Enquanto isso, Jair Bolsonaro e o primeiro-ministro da Índia, Narendra Modi, terão, para sempre, seus nomes e sobrenomes vinculados ao epíteto Covid-19. Ambos se condenaram à morte política e à desgraça histórica por abandonar suas gentes a morrer sem oxigênio. Abatidos feito moscas, aos montes, milhares, centenas de milhares, mal enterrados ou incinerados em piras humanas, pranteados no medo e em silêncio. Na capital indiana, as autoridades florestais tiveram de emitir uma autorização especial para o abate de árvores, pois a lenha dos crematórios acabara. A ativista política e escritora Arundhati Roy publicou no “Guardian” um testemunho pungente da desolação que tomou conta do país. “No lugar mais baixo da mercadagem pela vida”, escreveu Roy, “você suborna o atendente para poder jogar um derradeiro olhar sobre o embrulho que foi sua pessoa amada, agora estocado na morgue hospitalar”. Há quem venda terras ou propriedades, ou junte as últimas rúpias em busca de atendimento em hospital privado — sem garantia de internação, apenas como depósito.
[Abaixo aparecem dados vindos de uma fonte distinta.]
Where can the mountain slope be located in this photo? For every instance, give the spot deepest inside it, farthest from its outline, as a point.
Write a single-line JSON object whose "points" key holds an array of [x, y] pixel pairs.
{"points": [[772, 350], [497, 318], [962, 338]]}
No último Fórum Econômico Mundial, em janeiro, quando Europa e Estados Unidos mergulhavam na segunda mortandade da pandemia, o líder indiano não expressou nenhum sentimento, empatia ou compreensão com a aflição de seus pares. Ao contrário, arrostou soberba. “Amigos”, discursou na ocasião, “convém não comparar a Índia a qualquer outra nação… Abrigamos 18% da população mundial e salvamos a Humanidade de um imenso desastre, pois conseguimos conter o vírus”. Como se sabe, o país, hoje, mais se assemelha a um inferno de 1,4 bilhão de almas errantes, largadas à própria sorte.
No cômputo dos crimes cometidos por mandatários contra seus povos, será difícil elencar a quem ficará reservado o opróbio maior da era Covid-19 — se a Jair Bolsonaro ou Narendra Modi. Por serem filhos de culturas tão diversas, também suas respectivas formas de desprezo pelo bem comum, a índole autoritária, a ignorância, as medidas repressivas, o escárnio pelo outro, se manifestam de formas díspares. Porém ambos comungam da mesma incapacidade de compreender o que aprendemos a chamar de civilização, felicidade, progresso, humanidade.
Não defendem a vida, qualquer espécie de vida, de quem não lhes seja de imediata utilidade. A Covid-19 apenas serviu de oportunidade para isso ficar claro.